Aku selalu mengingat siapa orang yang memperkenalkan sesuatu pertama kali kepadaku. Atau, aku yang kebetulan berkenalan atau menyentuh sesuatu untuk pertama kalinya. Aku ingat benar pertama kalinya aku memegang sebuah surat cinta. Surat itu hanya selembar, tapi ada lampiran buku catatan dengan cover tebal. Kertasnya berwarna biru dan buku catatan ukuran A6, cukup kecil sehingga mungkin muat dimasukkan dalam saku seragam sekolah. Yang paling kuingat, kertas dan buku itu wangi sekali, super wangi, seperti ketumpahan parfum. Baunya menusuk hidung dan tinggal beberapa lama di tanganku. Sampulnya bergambar laki-laki dan perempuan muda, gambarnya berkarakter manga Jepang.
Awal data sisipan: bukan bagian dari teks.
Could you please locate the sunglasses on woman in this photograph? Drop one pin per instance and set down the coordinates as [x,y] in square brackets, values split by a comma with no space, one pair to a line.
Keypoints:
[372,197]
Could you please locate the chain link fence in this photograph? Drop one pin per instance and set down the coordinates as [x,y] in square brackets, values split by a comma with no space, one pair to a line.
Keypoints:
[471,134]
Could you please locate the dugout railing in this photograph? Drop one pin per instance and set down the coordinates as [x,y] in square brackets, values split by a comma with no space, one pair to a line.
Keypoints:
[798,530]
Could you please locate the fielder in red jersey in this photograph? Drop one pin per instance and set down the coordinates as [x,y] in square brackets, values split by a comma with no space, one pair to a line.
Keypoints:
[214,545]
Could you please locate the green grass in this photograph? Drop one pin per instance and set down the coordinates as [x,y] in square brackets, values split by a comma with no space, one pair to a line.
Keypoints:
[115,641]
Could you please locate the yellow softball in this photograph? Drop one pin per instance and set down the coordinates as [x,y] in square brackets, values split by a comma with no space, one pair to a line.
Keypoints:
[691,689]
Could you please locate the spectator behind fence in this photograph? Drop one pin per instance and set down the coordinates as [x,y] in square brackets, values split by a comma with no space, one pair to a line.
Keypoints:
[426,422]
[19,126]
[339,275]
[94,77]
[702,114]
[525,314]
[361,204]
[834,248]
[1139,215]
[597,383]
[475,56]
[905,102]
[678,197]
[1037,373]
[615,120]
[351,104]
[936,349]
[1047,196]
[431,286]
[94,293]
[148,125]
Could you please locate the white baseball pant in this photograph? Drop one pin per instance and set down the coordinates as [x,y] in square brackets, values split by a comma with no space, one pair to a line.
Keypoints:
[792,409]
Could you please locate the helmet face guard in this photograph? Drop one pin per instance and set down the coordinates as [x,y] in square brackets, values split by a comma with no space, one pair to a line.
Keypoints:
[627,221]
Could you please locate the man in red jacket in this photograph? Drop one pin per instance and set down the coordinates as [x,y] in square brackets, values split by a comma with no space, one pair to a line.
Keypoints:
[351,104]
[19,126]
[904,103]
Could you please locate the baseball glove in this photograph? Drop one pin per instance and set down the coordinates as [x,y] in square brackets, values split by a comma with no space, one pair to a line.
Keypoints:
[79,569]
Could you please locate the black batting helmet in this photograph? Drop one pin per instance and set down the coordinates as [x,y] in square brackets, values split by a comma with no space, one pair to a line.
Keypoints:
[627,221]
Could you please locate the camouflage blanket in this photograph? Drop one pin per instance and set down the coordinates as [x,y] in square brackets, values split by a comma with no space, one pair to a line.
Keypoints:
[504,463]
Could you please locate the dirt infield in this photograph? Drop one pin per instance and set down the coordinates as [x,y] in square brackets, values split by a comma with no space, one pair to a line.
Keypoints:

Aku menemukannya di kamar ibuku. Kubaca pelan-pelan pantun-pantun romantis yang mungkin menyuplik dari majalah remaja, ada juga pantun yang berrima nama pasangan kasmaran itu. Mamaku kaget aku membacanya dan buru-buru menyimpan surat cinta itu. Kata mamaku, aku masih kecil untuk membaca surat cinta. Surat itu milik adik mama, Om robet, yang menjadi sasaran surat itu, dikirim oleh salah satu temannya.
Om Robet juga yang menjadi jalan perkenalanku dengan hobi baru saat remaja, nonton film. Ia bekerja di penyewaan VCD film original di Solo. Setiap akhir pekan setelah selesai sekolah, aku mengunjunginya untuk menyewa tiga VCD film dan satu bonus film. Saat film yang aku taksir tidak ada, aku tinggal bilang dia kalau sudah ada yang mengembalikan VCD-nya, ia akan mengabariku. Dari penyewaan VCD itu aku dapat bernostalgia menyewa serial-serial televisi dan film-film yang tidak sempat kutonton di bioskop. Ia bekerja di penyewaan VCD itu untuk membiayai kuliahnya sendiri.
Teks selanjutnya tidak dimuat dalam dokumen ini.